Veterinary science faces several unique challenges compared to human medicine. One of the most prominent is the relatively small number of cases for many diseases. This limits the ability to draw statistically robust conclusions and hinders the development of evidence-based treatment protocols. Furthermore, the wide variety of breeds and sizes presents additional complexity. Different breeds often show varying disease susceptibilities, clinical presentations, and responses to therapy, making it difficult to generalize findings or standardize treatments across the broader small animal population.

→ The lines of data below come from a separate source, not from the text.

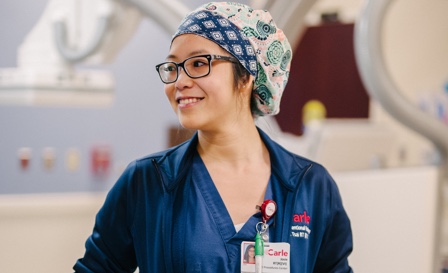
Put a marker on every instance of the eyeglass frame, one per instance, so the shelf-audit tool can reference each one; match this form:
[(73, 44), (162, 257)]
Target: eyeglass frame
[(209, 57)]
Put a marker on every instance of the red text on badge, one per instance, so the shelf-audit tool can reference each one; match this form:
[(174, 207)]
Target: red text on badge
[(272, 252), (300, 218)]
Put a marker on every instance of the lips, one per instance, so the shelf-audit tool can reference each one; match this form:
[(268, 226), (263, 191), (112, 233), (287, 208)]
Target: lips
[(186, 101)]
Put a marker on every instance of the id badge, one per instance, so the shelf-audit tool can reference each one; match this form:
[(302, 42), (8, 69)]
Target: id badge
[(276, 257)]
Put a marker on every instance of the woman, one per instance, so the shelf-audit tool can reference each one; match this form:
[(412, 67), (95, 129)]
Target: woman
[(249, 255), (188, 209)]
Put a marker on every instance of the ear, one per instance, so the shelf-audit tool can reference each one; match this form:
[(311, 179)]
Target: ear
[(246, 85)]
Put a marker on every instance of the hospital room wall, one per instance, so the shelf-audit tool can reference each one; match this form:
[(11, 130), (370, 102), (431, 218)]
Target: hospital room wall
[(415, 53), (135, 125)]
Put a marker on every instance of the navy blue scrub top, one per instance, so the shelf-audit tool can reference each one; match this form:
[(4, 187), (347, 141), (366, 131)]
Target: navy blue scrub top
[(206, 238)]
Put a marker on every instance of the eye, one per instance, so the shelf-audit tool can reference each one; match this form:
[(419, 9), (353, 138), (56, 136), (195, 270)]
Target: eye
[(199, 63), (169, 68)]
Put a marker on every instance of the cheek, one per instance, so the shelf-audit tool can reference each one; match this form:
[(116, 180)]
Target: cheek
[(169, 91)]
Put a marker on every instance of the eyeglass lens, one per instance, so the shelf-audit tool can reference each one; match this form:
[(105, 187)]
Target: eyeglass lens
[(195, 67)]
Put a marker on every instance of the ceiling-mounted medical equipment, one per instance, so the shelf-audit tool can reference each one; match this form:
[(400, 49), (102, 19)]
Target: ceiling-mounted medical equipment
[(375, 75), (69, 32)]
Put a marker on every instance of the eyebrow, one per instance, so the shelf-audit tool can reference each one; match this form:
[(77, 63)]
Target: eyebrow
[(193, 53)]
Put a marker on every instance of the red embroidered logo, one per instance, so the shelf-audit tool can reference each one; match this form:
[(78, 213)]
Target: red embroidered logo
[(301, 218)]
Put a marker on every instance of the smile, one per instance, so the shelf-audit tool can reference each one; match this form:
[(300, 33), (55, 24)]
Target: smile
[(188, 101)]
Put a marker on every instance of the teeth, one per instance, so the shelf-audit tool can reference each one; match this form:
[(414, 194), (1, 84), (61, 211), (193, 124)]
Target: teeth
[(190, 100)]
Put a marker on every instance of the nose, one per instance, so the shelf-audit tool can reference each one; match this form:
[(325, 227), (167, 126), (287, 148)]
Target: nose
[(183, 80)]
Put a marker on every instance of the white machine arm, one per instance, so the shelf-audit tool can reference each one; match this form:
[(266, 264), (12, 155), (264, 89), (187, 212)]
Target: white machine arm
[(376, 77), (374, 73)]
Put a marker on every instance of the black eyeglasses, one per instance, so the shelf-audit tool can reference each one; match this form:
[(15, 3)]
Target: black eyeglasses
[(195, 67)]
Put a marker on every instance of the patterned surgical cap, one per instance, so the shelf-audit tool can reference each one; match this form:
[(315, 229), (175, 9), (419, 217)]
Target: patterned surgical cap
[(253, 38)]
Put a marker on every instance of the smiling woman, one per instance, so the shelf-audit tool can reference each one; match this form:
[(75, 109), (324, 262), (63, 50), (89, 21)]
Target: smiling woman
[(227, 65)]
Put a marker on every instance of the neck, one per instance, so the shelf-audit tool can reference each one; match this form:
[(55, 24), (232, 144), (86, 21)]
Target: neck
[(238, 146)]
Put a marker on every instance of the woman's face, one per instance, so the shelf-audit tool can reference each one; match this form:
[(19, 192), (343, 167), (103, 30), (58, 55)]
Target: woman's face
[(208, 103)]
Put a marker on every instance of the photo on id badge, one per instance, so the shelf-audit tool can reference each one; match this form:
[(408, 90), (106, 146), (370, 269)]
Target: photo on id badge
[(247, 257), (276, 257)]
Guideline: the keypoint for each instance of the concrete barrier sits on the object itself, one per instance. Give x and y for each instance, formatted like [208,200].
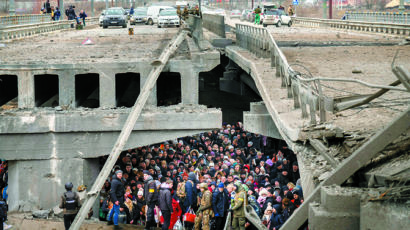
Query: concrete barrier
[24,19]
[377,27]
[386,17]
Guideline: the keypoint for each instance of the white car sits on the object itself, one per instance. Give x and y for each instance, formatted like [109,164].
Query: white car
[276,17]
[153,13]
[101,18]
[168,18]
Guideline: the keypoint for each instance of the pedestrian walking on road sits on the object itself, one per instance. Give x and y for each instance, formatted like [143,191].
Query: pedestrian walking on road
[70,202]
[83,15]
[57,14]
[117,197]
[257,15]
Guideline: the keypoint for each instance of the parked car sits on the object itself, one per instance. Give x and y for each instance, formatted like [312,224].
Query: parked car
[139,16]
[245,15]
[276,17]
[235,14]
[115,16]
[168,18]
[153,13]
[219,12]
[100,19]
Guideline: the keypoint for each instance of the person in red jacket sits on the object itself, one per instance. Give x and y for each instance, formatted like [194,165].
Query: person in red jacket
[176,213]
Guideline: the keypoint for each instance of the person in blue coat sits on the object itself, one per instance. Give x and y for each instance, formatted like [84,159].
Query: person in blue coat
[220,205]
[276,220]
[191,193]
[83,15]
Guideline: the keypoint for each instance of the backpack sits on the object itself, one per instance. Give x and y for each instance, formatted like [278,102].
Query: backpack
[3,211]
[181,190]
[70,202]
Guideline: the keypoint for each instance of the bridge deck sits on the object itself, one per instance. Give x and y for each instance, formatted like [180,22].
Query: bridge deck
[110,45]
[334,61]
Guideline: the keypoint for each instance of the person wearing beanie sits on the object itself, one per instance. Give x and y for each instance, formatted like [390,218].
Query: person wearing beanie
[117,197]
[220,205]
[151,198]
[165,204]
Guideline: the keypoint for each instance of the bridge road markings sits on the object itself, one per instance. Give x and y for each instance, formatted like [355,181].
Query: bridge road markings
[157,67]
[348,167]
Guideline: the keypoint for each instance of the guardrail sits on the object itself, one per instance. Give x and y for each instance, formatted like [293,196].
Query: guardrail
[389,17]
[24,19]
[378,27]
[20,31]
[214,23]
[259,41]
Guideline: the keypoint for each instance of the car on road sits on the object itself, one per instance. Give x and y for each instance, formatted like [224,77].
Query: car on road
[235,14]
[168,18]
[139,16]
[245,15]
[115,16]
[276,17]
[100,19]
[219,12]
[153,13]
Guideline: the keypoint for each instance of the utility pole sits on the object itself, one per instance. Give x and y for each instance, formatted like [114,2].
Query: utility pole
[12,9]
[92,8]
[330,8]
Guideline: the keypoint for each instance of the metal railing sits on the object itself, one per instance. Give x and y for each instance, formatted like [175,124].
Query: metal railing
[24,19]
[389,17]
[259,41]
[377,27]
[214,23]
[20,31]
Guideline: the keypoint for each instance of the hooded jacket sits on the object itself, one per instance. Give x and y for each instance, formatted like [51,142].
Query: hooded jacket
[117,190]
[220,202]
[165,198]
[276,220]
[151,193]
[191,191]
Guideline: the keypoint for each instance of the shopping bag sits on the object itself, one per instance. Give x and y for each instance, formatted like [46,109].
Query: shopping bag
[189,216]
[178,225]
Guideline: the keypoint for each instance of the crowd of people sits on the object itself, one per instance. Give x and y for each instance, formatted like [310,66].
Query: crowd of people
[205,176]
[70,13]
[4,194]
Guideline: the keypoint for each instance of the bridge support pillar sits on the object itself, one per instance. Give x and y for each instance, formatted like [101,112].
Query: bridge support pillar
[152,99]
[12,9]
[189,86]
[107,85]
[66,89]
[39,184]
[25,90]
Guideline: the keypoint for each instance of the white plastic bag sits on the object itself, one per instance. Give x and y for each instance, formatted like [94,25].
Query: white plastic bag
[178,225]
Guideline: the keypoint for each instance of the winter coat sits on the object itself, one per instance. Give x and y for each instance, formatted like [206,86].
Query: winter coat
[220,202]
[176,213]
[150,192]
[191,192]
[276,221]
[165,199]
[117,190]
[83,15]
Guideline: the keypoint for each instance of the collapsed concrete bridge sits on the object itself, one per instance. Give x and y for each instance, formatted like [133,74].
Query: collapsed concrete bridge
[80,123]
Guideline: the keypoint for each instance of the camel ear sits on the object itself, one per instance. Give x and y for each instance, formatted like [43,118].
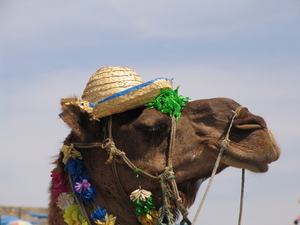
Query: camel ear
[75,113]
[247,121]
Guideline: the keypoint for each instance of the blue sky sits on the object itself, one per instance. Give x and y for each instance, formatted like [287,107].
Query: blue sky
[245,50]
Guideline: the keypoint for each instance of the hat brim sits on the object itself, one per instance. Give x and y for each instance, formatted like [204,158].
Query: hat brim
[130,98]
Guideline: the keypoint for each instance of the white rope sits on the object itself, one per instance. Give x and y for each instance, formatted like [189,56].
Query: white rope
[224,145]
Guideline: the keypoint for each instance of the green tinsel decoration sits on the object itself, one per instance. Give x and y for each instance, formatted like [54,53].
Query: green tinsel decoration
[144,207]
[169,102]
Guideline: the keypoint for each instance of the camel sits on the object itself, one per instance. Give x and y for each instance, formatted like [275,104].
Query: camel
[133,154]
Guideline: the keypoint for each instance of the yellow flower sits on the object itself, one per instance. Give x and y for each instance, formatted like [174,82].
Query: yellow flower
[149,219]
[72,216]
[70,151]
[109,220]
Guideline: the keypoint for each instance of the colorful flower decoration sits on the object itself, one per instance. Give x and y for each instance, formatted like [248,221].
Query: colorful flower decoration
[169,102]
[82,189]
[99,214]
[72,216]
[65,200]
[144,207]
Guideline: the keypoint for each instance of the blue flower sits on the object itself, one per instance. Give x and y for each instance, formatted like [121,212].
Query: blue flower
[99,214]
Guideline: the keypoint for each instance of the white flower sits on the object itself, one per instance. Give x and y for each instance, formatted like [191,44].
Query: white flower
[64,200]
[140,194]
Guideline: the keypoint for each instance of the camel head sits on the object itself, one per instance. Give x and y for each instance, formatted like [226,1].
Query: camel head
[143,135]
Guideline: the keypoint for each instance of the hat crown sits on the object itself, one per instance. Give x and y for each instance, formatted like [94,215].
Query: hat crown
[108,81]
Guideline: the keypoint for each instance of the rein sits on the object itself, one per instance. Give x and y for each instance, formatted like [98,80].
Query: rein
[166,178]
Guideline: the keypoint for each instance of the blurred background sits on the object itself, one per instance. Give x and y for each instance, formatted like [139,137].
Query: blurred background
[245,50]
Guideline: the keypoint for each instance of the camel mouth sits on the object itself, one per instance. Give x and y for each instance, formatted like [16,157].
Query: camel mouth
[234,156]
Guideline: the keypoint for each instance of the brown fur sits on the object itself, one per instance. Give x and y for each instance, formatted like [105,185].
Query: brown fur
[143,134]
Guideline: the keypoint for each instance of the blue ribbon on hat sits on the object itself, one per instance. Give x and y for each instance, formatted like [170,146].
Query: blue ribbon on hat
[137,87]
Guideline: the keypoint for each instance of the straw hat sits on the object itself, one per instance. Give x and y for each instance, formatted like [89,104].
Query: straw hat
[114,90]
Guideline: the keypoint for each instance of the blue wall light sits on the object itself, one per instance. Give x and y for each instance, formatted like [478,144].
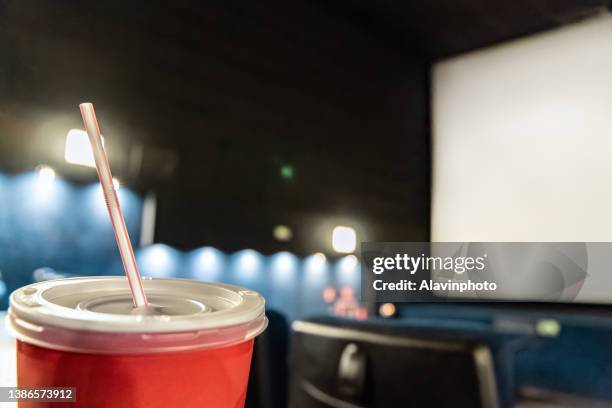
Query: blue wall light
[206,264]
[159,261]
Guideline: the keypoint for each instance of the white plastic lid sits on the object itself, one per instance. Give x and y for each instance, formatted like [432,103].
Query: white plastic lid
[96,315]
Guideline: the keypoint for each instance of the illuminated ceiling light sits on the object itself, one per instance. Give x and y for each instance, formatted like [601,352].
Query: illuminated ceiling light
[329,294]
[46,176]
[344,239]
[78,149]
[287,172]
[387,309]
[282,233]
[248,261]
[283,262]
[208,259]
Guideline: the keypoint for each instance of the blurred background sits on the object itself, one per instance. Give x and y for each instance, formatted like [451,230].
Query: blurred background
[259,145]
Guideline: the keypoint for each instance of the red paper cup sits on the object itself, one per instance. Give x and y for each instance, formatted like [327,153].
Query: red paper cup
[194,351]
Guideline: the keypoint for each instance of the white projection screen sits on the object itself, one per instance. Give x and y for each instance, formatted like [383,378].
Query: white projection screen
[522,142]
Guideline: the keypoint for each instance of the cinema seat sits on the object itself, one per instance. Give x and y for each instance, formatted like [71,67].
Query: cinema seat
[340,363]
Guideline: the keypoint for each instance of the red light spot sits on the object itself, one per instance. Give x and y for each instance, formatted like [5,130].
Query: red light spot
[347,293]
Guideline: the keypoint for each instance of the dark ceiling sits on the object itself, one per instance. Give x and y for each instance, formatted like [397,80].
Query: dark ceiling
[219,95]
[442,28]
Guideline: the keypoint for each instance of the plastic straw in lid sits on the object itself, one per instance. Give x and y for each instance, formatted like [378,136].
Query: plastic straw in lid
[112,204]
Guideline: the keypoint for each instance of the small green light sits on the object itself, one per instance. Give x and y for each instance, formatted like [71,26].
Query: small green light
[548,328]
[287,172]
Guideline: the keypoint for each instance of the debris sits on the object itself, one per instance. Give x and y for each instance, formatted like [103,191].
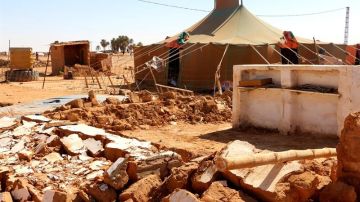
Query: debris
[204,176]
[116,175]
[5,197]
[93,146]
[338,191]
[73,144]
[180,195]
[25,155]
[53,157]
[218,192]
[21,195]
[54,196]
[141,190]
[102,192]
[180,177]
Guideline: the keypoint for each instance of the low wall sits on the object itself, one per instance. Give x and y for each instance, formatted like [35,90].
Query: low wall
[286,107]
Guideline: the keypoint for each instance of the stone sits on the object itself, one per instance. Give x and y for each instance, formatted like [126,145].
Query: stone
[5,197]
[73,144]
[168,95]
[41,149]
[304,184]
[112,100]
[180,195]
[146,96]
[73,116]
[25,155]
[21,195]
[53,141]
[263,180]
[54,196]
[35,118]
[114,151]
[18,147]
[94,147]
[7,123]
[77,103]
[142,190]
[102,192]
[159,164]
[338,191]
[104,120]
[180,177]
[53,157]
[116,176]
[204,176]
[218,192]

Universities typically have access to excellent diagnostic tools, advanced laboratories, and specialized staff. However, due to lower patient volumes, veterinary students and researchers at academic institutions may encounter only a limited number of clinical cases. In contrast, private veterinary clinics often see a high number of cases daily but may lack the same level of resources, such as advanced imaging, specialized testing, or time for in-depth research. This mismatch between case volume and available resources creates a disconnect in the veterinary field.
As a result, collaboration between different centers, academic institutions, and private clinics or practices becomes essential. One promising solution is the development of shared treatment standards or consensus statements to achieve high quality multicenter studies. By pooling data from various clinics and universities, researchers can overcome the limitations of small case numbers and breed diversity. This approach allows for more reliable conclusions, better-informed treatment protocols, and ultimately improved animal care. Encouraging collaboration across the veterinary community can help bridge the gap between clinical practice and academic research, creating a more robust and unified foundation for veterinary science.